WOODS HOLE, Mass., — February 8, 2014 — It was the Saturday after the Fourth of July 2012 and Nauset Beach in Orleans was packed with thousands of swimmers, surfers and kayakers. They were unaware that just 150 feet offshore, Large Marge, a 16-foot-long female great white shark, was swimming slowly north, undetected in just 8 feet of water.
Then, Marge did something Cape Cod great whites rarely do. She surfaced, and the surreal sight of that flat gray triangle gliding along and the enormous shadow beneath it immediately caught paddleboarder Dana Richardson's eye.
Richardson shouted a warning, waving his paddle at kayaker Walter Szulc Jr. who was unaware that he was being followed until he looked over his shoulder, saw the fin at arm's length and the big gray body slipping under his small plastic vessel.
It was the photo that shot around the world, even though Large Marge didn't cause any harm other than momentary panic and a temporary beach closure.
According to one theory, Marge might just be one of a handful of dominant great whites that have set up territory on the Outer Cape like a lion at a watering hole, where she prefers to hunt for seals without much competition from other sharks.
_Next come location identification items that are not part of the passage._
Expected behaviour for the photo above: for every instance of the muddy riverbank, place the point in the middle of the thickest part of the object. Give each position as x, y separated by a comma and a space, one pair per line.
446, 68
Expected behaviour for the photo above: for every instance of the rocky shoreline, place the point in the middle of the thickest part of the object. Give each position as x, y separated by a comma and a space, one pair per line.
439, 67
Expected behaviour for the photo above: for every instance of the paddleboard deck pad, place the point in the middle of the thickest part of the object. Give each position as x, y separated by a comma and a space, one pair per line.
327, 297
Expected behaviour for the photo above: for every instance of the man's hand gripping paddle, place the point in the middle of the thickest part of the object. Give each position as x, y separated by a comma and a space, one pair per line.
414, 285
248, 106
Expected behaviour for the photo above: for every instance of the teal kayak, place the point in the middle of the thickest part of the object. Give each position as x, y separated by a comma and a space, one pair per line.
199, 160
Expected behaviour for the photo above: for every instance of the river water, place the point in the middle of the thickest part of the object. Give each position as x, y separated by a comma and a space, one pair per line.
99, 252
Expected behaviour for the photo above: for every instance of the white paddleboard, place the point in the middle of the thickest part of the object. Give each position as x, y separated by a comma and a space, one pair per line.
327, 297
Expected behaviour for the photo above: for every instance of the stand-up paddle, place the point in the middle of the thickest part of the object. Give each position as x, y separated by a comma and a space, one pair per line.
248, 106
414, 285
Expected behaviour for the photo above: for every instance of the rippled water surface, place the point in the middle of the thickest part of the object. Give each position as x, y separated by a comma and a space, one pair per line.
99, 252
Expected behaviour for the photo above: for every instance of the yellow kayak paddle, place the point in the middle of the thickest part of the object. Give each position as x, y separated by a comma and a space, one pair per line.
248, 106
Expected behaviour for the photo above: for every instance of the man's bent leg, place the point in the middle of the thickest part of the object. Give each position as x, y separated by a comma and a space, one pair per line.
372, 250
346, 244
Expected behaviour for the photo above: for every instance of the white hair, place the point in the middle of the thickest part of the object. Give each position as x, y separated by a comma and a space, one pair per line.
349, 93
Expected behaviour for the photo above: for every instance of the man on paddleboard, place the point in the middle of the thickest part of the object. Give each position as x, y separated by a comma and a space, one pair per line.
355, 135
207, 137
If that's true, she's staked out an area off Orleans and Eastham that may be the most popular and populated territory on the Cape for another water-loving species — us.
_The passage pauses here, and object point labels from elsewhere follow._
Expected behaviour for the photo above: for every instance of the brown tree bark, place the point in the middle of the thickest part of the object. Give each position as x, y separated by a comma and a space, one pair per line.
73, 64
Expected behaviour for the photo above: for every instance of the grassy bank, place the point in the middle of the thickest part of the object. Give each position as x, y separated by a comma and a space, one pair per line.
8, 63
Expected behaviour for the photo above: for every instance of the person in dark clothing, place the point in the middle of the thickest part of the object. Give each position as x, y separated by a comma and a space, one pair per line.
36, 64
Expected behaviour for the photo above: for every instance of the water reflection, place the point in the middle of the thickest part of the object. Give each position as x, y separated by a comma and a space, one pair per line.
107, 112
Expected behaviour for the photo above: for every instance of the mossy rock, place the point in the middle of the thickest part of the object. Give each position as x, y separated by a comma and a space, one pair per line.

It was only fitting then, that the next time Marge made the news, her exact position, right down to every beat of her tail, was tracked with unprecedented precision and recorded on high-definition video by a 5-foot-long self-propelled yellow torpedo. A relatively new marine research tool, this autonomous underwater vehicle is known by its commercial name REMUS-100, but dubbed SharkCam by researchers. It shadowed the big shark like an attendant remora, showcasing groundbreaking technology developed by the Woods Hole Oceanographic Institution's Oceanographic Systems Laboratory with funding from the Discovery Channel. It's a leap forward in shark science, adding the third dimension of real-time video, that also has major implications for public safety.
"It tells us where sharks are spending their time, how they may approach seals and swimming and surfing beaches," said state shark scientist Greg Skomal who worked with WHOI researchers on the project.